Wielki Dzień Pojednania

Król wjechał do ich stolicy pod koniec swej służby. Jednak oni nie przyjęli Go, nie uznali żadnego z Jego urzędów. W czasie wieku Ewangelii Kościół, czyli Jego Ciało, uznał Go za Nauczyciela posłanego od Boga – wielkiego Proroka, za „najwyższego kapłana naszego wyznania” i prawowitego Króla. Słowo Boże uczy jednak, że nie tylko Kościół ma Go zaakceptować, ale że będzie On (razem ze Swym Ciałem, Kościołem) Prorokiem dla wszystkich ludzi, Kapłanem dla wszystkich ludzi i Królem nad wszystkimi ludami, narodami i językami, Panem wszystkich, Kapłanem dla wszystkich i Prorokiem, czyli Nauczycielem wszystkich.

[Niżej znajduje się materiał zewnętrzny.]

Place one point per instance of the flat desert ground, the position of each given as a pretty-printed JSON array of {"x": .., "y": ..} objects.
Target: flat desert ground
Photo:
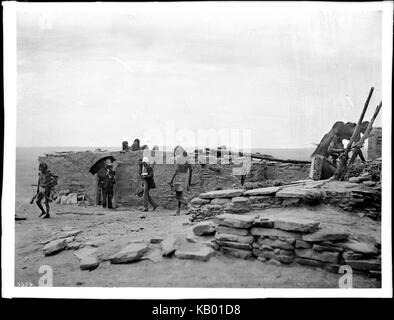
[{"x": 124, "y": 225}]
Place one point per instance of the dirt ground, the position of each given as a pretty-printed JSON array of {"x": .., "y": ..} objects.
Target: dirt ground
[{"x": 123, "y": 225}]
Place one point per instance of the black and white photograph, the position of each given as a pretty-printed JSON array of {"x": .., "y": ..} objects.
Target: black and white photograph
[{"x": 197, "y": 150}]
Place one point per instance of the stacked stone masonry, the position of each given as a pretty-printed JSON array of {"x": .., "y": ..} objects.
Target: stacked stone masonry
[
  {"x": 291, "y": 240},
  {"x": 76, "y": 183},
  {"x": 346, "y": 195}
]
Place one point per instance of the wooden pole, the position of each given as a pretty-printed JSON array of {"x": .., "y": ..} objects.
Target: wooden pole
[
  {"x": 343, "y": 158},
  {"x": 360, "y": 143}
]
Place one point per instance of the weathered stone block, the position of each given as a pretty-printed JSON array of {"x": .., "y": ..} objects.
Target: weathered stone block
[
  {"x": 236, "y": 209},
  {"x": 203, "y": 253},
  {"x": 267, "y": 200},
  {"x": 263, "y": 223},
  {"x": 235, "y": 220},
  {"x": 204, "y": 228},
  {"x": 220, "y": 201},
  {"x": 300, "y": 244},
  {"x": 320, "y": 248},
  {"x": 327, "y": 234},
  {"x": 237, "y": 245},
  {"x": 130, "y": 253},
  {"x": 169, "y": 245},
  {"x": 238, "y": 253},
  {"x": 275, "y": 233},
  {"x": 199, "y": 201},
  {"x": 324, "y": 256},
  {"x": 366, "y": 248},
  {"x": 230, "y": 193},
  {"x": 364, "y": 264},
  {"x": 235, "y": 238},
  {"x": 89, "y": 263},
  {"x": 275, "y": 243},
  {"x": 262, "y": 191},
  {"x": 54, "y": 246},
  {"x": 296, "y": 225},
  {"x": 309, "y": 262},
  {"x": 235, "y": 231}
]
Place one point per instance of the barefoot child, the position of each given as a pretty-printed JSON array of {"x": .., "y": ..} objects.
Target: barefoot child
[{"x": 46, "y": 181}]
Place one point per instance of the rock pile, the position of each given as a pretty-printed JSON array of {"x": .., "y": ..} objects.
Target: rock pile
[
  {"x": 295, "y": 240},
  {"x": 233, "y": 235},
  {"x": 348, "y": 196}
]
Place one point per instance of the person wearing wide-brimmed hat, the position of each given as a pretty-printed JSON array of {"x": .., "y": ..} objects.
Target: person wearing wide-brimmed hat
[{"x": 148, "y": 182}]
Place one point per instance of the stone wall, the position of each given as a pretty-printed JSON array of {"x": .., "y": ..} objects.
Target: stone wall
[
  {"x": 292, "y": 240},
  {"x": 348, "y": 196},
  {"x": 74, "y": 177},
  {"x": 375, "y": 144}
]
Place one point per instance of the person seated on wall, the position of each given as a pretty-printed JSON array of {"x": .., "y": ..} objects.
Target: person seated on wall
[
  {"x": 335, "y": 148},
  {"x": 181, "y": 181},
  {"x": 125, "y": 146},
  {"x": 136, "y": 146}
]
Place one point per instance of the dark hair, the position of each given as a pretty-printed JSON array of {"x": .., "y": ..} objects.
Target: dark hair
[{"x": 43, "y": 166}]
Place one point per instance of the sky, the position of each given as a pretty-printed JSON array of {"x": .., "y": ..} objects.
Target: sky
[{"x": 177, "y": 73}]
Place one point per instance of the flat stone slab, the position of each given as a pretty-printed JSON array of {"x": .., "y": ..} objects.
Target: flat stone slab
[
  {"x": 220, "y": 201},
  {"x": 235, "y": 231},
  {"x": 296, "y": 224},
  {"x": 169, "y": 245},
  {"x": 263, "y": 222},
  {"x": 54, "y": 247},
  {"x": 204, "y": 228},
  {"x": 234, "y": 238},
  {"x": 275, "y": 243},
  {"x": 234, "y": 220},
  {"x": 364, "y": 264},
  {"x": 300, "y": 244},
  {"x": 202, "y": 253},
  {"x": 262, "y": 191},
  {"x": 358, "y": 246},
  {"x": 199, "y": 201},
  {"x": 327, "y": 234},
  {"x": 236, "y": 245},
  {"x": 89, "y": 263},
  {"x": 240, "y": 200},
  {"x": 230, "y": 193},
  {"x": 294, "y": 192},
  {"x": 85, "y": 252},
  {"x": 309, "y": 262},
  {"x": 325, "y": 256},
  {"x": 155, "y": 255},
  {"x": 95, "y": 243},
  {"x": 130, "y": 253},
  {"x": 156, "y": 239},
  {"x": 237, "y": 253},
  {"x": 275, "y": 233}
]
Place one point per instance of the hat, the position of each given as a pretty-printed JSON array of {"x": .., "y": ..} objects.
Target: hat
[
  {"x": 181, "y": 160},
  {"x": 146, "y": 160}
]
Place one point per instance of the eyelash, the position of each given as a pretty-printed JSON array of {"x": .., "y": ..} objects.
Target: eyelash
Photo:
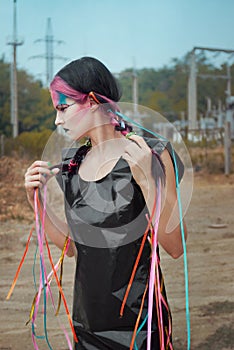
[{"x": 62, "y": 109}]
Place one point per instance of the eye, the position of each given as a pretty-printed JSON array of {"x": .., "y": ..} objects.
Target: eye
[{"x": 62, "y": 107}]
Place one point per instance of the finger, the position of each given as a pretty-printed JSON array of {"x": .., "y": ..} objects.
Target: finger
[
  {"x": 39, "y": 177},
  {"x": 38, "y": 170},
  {"x": 139, "y": 141},
  {"x": 33, "y": 184}
]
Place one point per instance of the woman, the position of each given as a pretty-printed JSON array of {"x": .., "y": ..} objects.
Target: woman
[{"x": 110, "y": 186}]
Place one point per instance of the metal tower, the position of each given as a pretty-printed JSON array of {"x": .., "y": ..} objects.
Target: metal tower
[
  {"x": 14, "y": 42},
  {"x": 192, "y": 83},
  {"x": 49, "y": 53}
]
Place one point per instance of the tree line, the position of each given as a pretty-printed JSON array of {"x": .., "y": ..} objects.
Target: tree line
[{"x": 163, "y": 90}]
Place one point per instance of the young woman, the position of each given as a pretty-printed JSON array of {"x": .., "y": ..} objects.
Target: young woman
[{"x": 110, "y": 187}]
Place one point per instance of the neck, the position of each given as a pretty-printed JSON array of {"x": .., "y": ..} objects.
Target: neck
[{"x": 104, "y": 133}]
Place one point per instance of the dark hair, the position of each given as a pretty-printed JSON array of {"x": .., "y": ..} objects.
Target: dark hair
[{"x": 89, "y": 74}]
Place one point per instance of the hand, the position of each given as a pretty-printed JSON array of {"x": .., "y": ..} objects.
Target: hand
[
  {"x": 139, "y": 157},
  {"x": 36, "y": 176}
]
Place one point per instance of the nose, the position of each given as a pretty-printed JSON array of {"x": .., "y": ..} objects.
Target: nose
[{"x": 59, "y": 120}]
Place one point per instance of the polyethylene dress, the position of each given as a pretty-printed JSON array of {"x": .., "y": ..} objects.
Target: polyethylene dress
[{"x": 107, "y": 219}]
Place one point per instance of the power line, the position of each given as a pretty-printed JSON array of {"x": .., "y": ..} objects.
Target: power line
[
  {"x": 49, "y": 52},
  {"x": 14, "y": 42}
]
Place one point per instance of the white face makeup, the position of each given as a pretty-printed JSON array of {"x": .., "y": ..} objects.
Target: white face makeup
[
  {"x": 70, "y": 116},
  {"x": 79, "y": 119}
]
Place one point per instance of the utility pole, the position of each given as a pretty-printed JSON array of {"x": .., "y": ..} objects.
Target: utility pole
[
  {"x": 192, "y": 83},
  {"x": 192, "y": 93},
  {"x": 14, "y": 93},
  {"x": 49, "y": 53}
]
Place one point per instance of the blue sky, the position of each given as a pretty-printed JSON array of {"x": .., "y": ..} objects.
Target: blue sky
[{"x": 119, "y": 33}]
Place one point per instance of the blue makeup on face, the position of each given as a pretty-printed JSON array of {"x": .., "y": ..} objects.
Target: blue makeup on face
[{"x": 62, "y": 99}]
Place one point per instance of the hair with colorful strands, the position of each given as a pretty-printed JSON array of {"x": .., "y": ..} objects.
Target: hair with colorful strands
[{"x": 85, "y": 78}]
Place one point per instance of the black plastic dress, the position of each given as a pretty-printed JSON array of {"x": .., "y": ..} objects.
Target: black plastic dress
[{"x": 107, "y": 221}]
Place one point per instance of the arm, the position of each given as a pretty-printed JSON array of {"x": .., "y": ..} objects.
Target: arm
[
  {"x": 56, "y": 229},
  {"x": 169, "y": 233}
]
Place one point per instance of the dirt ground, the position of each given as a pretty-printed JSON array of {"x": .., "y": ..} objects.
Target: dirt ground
[{"x": 210, "y": 261}]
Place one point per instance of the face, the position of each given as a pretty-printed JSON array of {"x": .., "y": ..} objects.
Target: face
[
  {"x": 73, "y": 117},
  {"x": 79, "y": 119}
]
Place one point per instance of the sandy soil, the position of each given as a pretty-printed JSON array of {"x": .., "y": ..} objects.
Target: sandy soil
[{"x": 210, "y": 262}]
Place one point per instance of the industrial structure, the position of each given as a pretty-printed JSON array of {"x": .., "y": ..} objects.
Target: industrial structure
[{"x": 14, "y": 42}]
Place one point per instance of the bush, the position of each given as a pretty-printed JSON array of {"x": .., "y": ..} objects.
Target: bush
[{"x": 28, "y": 144}]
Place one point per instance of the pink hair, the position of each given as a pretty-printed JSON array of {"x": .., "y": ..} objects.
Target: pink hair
[{"x": 58, "y": 85}]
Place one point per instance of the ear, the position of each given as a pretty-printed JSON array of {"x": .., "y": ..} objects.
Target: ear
[{"x": 93, "y": 104}]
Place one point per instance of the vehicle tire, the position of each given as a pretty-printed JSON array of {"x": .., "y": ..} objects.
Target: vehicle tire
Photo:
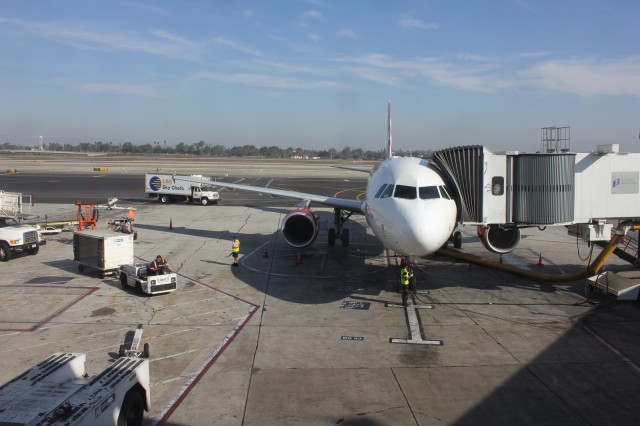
[
  {"x": 345, "y": 237},
  {"x": 332, "y": 237},
  {"x": 5, "y": 252},
  {"x": 457, "y": 239},
  {"x": 123, "y": 280},
  {"x": 145, "y": 351},
  {"x": 132, "y": 410}
]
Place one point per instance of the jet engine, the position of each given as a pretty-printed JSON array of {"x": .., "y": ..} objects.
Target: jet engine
[
  {"x": 300, "y": 228},
  {"x": 498, "y": 238}
]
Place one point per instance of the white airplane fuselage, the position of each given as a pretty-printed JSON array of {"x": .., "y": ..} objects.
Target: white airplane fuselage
[{"x": 415, "y": 216}]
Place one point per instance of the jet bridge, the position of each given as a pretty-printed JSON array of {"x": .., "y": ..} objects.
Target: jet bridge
[{"x": 502, "y": 192}]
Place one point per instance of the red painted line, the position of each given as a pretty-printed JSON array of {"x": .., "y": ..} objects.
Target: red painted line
[{"x": 181, "y": 398}]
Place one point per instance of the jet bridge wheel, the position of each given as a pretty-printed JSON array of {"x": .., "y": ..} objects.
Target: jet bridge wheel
[
  {"x": 345, "y": 237},
  {"x": 132, "y": 410}
]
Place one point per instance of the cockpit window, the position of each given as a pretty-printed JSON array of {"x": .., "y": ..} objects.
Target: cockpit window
[
  {"x": 387, "y": 192},
  {"x": 379, "y": 193},
  {"x": 408, "y": 192},
  {"x": 429, "y": 192},
  {"x": 444, "y": 193},
  {"x": 8, "y": 221}
]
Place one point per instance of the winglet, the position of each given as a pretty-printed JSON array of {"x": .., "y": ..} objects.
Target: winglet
[{"x": 389, "y": 151}]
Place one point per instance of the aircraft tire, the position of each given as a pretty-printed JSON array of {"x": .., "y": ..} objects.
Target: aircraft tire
[
  {"x": 123, "y": 280},
  {"x": 5, "y": 252},
  {"x": 457, "y": 239},
  {"x": 345, "y": 237}
]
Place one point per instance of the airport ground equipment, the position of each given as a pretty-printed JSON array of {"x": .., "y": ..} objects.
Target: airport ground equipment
[
  {"x": 10, "y": 203},
  {"x": 503, "y": 192},
  {"x": 105, "y": 251},
  {"x": 172, "y": 188},
  {"x": 58, "y": 391},
  {"x": 16, "y": 239},
  {"x": 136, "y": 275},
  {"x": 623, "y": 288}
]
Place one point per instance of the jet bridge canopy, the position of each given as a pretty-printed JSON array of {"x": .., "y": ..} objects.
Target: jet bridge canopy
[{"x": 541, "y": 189}]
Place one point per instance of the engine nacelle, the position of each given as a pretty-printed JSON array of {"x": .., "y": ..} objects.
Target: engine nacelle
[
  {"x": 499, "y": 239},
  {"x": 300, "y": 228}
]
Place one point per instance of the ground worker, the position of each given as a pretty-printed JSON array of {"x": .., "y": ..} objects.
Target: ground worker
[
  {"x": 158, "y": 266},
  {"x": 235, "y": 250},
  {"x": 405, "y": 280}
]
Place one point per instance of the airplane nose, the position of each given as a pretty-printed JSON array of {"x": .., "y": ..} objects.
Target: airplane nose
[{"x": 427, "y": 231}]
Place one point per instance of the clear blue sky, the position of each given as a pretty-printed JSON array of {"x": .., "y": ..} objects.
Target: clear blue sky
[{"x": 318, "y": 74}]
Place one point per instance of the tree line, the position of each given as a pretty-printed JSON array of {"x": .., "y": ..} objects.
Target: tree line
[{"x": 207, "y": 150}]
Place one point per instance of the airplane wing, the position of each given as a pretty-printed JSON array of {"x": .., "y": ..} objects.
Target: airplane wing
[
  {"x": 354, "y": 206},
  {"x": 354, "y": 168}
]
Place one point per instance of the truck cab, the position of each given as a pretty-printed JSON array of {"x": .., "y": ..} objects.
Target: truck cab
[
  {"x": 205, "y": 195},
  {"x": 15, "y": 238},
  {"x": 137, "y": 276}
]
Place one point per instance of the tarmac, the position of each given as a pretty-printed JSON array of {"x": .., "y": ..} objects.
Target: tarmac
[{"x": 316, "y": 337}]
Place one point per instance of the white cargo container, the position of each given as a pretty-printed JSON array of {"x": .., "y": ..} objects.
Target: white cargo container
[
  {"x": 172, "y": 188},
  {"x": 106, "y": 251}
]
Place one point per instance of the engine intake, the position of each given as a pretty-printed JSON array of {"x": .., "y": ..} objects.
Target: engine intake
[
  {"x": 300, "y": 228},
  {"x": 498, "y": 238}
]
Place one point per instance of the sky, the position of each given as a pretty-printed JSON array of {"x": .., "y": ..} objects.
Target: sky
[{"x": 318, "y": 74}]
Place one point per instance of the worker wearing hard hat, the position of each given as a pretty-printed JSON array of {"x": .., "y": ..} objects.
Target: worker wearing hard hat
[
  {"x": 235, "y": 250},
  {"x": 405, "y": 280}
]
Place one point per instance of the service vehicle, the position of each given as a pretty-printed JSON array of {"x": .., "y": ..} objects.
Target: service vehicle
[
  {"x": 58, "y": 391},
  {"x": 172, "y": 188},
  {"x": 15, "y": 238},
  {"x": 137, "y": 276},
  {"x": 105, "y": 251}
]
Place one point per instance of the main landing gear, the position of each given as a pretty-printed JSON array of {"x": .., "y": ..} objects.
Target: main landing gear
[{"x": 339, "y": 218}]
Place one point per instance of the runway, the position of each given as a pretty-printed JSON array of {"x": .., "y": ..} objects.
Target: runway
[{"x": 282, "y": 342}]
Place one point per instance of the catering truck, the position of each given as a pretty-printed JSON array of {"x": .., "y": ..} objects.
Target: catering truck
[
  {"x": 58, "y": 391},
  {"x": 173, "y": 188}
]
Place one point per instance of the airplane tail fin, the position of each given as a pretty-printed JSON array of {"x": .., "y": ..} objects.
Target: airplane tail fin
[{"x": 389, "y": 142}]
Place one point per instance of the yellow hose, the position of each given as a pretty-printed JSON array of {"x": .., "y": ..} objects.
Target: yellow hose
[{"x": 592, "y": 269}]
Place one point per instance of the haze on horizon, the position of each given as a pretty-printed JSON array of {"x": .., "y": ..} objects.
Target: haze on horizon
[{"x": 318, "y": 74}]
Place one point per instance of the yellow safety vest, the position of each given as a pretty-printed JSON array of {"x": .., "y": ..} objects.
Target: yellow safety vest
[{"x": 404, "y": 276}]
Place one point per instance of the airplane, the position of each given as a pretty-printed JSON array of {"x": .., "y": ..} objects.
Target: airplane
[{"x": 407, "y": 206}]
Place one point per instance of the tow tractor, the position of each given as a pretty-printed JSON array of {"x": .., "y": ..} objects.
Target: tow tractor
[
  {"x": 58, "y": 391},
  {"x": 137, "y": 276}
]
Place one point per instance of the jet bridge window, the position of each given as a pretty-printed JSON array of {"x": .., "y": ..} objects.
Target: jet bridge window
[
  {"x": 408, "y": 192},
  {"x": 428, "y": 192},
  {"x": 444, "y": 193}
]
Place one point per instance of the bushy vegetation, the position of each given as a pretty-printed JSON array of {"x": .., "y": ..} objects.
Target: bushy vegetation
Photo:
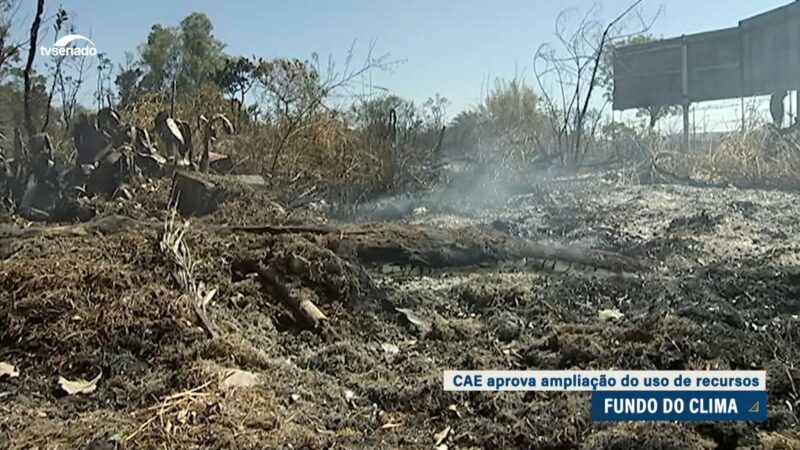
[{"x": 314, "y": 129}]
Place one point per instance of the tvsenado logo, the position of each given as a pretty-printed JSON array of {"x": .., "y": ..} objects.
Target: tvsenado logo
[{"x": 62, "y": 47}]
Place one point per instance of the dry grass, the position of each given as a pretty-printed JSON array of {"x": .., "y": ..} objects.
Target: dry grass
[{"x": 750, "y": 157}]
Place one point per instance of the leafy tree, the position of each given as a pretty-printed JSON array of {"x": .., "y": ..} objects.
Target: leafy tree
[
  {"x": 652, "y": 113},
  {"x": 199, "y": 52},
  {"x": 188, "y": 55},
  {"x": 159, "y": 58},
  {"x": 236, "y": 78}
]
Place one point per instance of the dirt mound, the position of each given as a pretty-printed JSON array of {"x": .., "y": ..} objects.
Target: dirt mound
[{"x": 96, "y": 303}]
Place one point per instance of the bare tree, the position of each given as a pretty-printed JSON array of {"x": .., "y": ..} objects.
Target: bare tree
[
  {"x": 299, "y": 89},
  {"x": 574, "y": 67},
  {"x": 37, "y": 22}
]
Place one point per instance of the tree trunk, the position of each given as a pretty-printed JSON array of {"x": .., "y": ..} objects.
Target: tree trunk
[{"x": 37, "y": 22}]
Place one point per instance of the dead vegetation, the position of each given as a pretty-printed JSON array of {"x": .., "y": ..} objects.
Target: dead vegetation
[{"x": 173, "y": 275}]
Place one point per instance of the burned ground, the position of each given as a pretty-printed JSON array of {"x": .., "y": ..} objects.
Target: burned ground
[{"x": 719, "y": 290}]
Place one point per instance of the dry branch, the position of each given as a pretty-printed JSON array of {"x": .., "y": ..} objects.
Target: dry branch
[
  {"x": 175, "y": 249},
  {"x": 303, "y": 309}
]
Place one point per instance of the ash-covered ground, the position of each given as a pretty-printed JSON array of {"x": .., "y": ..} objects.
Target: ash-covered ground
[{"x": 720, "y": 290}]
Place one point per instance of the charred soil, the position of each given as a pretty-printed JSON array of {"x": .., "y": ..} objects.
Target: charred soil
[{"x": 719, "y": 289}]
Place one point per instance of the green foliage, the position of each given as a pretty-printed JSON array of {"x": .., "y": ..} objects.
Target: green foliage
[
  {"x": 507, "y": 121},
  {"x": 11, "y": 97},
  {"x": 188, "y": 55},
  {"x": 606, "y": 78}
]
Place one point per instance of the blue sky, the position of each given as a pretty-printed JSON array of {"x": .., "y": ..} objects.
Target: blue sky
[{"x": 449, "y": 47}]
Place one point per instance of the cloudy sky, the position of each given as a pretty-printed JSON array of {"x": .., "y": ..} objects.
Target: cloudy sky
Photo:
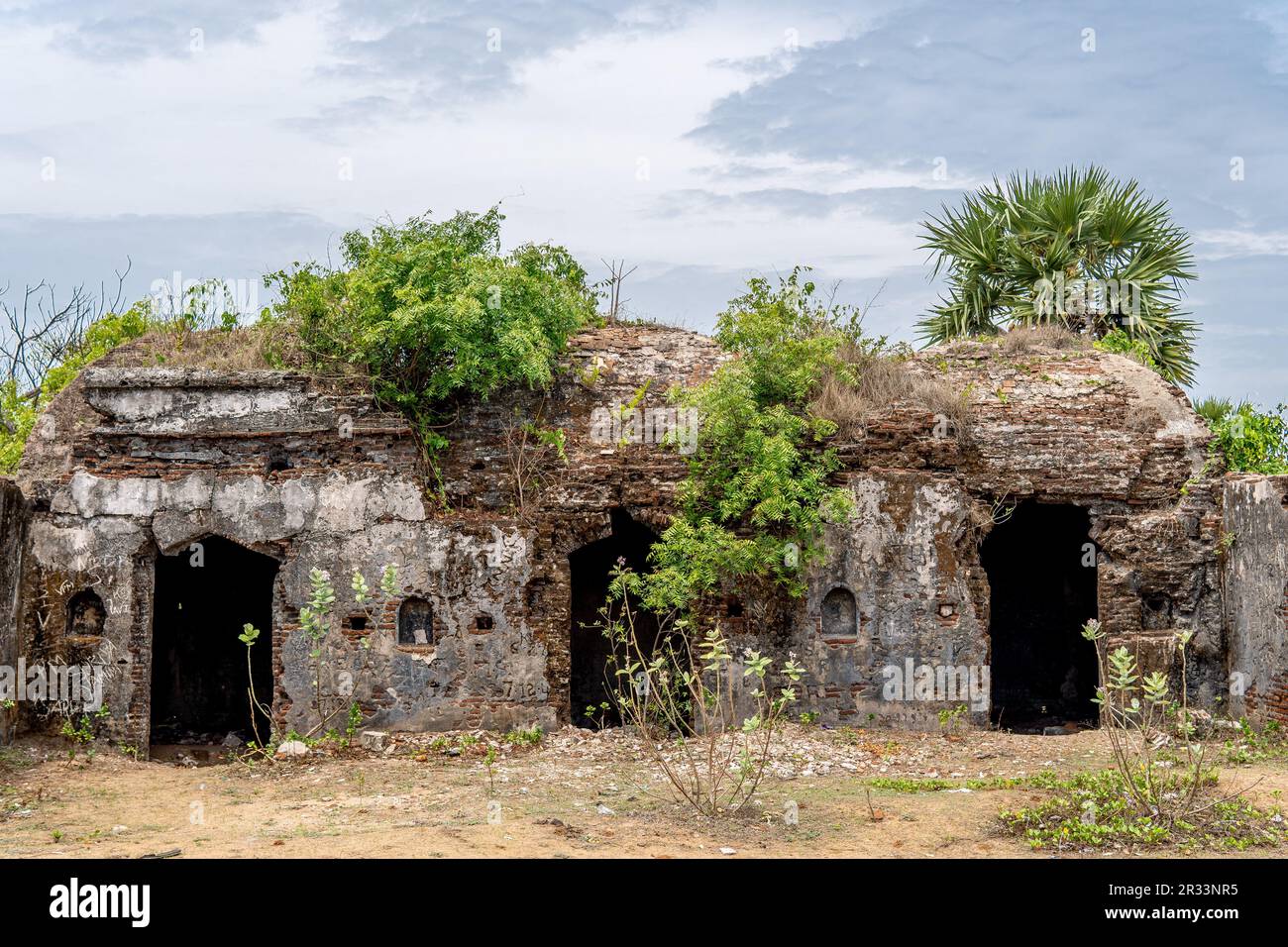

      W poświęceniu figuralnych kapłanów widzieliśmy, że Aaron i jego synowie przedstawiali naszego Pana Jezusa i Jego Ciało jako nowe stworzenia, a cielec symbolizował ich człowieczeństwo. W obrazie, nad którym będziemy się teraz zastanawiać, Aaron będzie przedstawiał całego Pomazańca (Głowę i Ciało), a dwie różne ofiary, cielec i kozioł, są tutaj użyte do pokazania odrębności i jednocześnie podobieństwa cierpień Ciała i Jego Głowy – w ofierze za grzech.

PIERWSZA OFIARA DNIA PPOJEDNANIA – CIELEC

      Cielec przedstawiał Jezusa w wieku trzydziestu lat – doskonałego człowieka, który oddał samego siebie i umarł za nas. Najwyższy kapłan, jak już widzieliśmy, wyobrażał nową naturę Jezusa, pomazaną Głowę i wszystkich członków Ciała, o których wiedział wcześniej Bóg. Powinniśmy jasno rozumieć i dobrze pamiętać* uczynioną tutaj różnicę między człowiekiem a nowym stworzeniem. „Człowiek Jezus Chrystus, który wydał samego siebie” w wieku lat trzydziestu,
____________________
* Wykłady Pisma Świętego, Tom I, rozdz. X i Tom II, str. 126.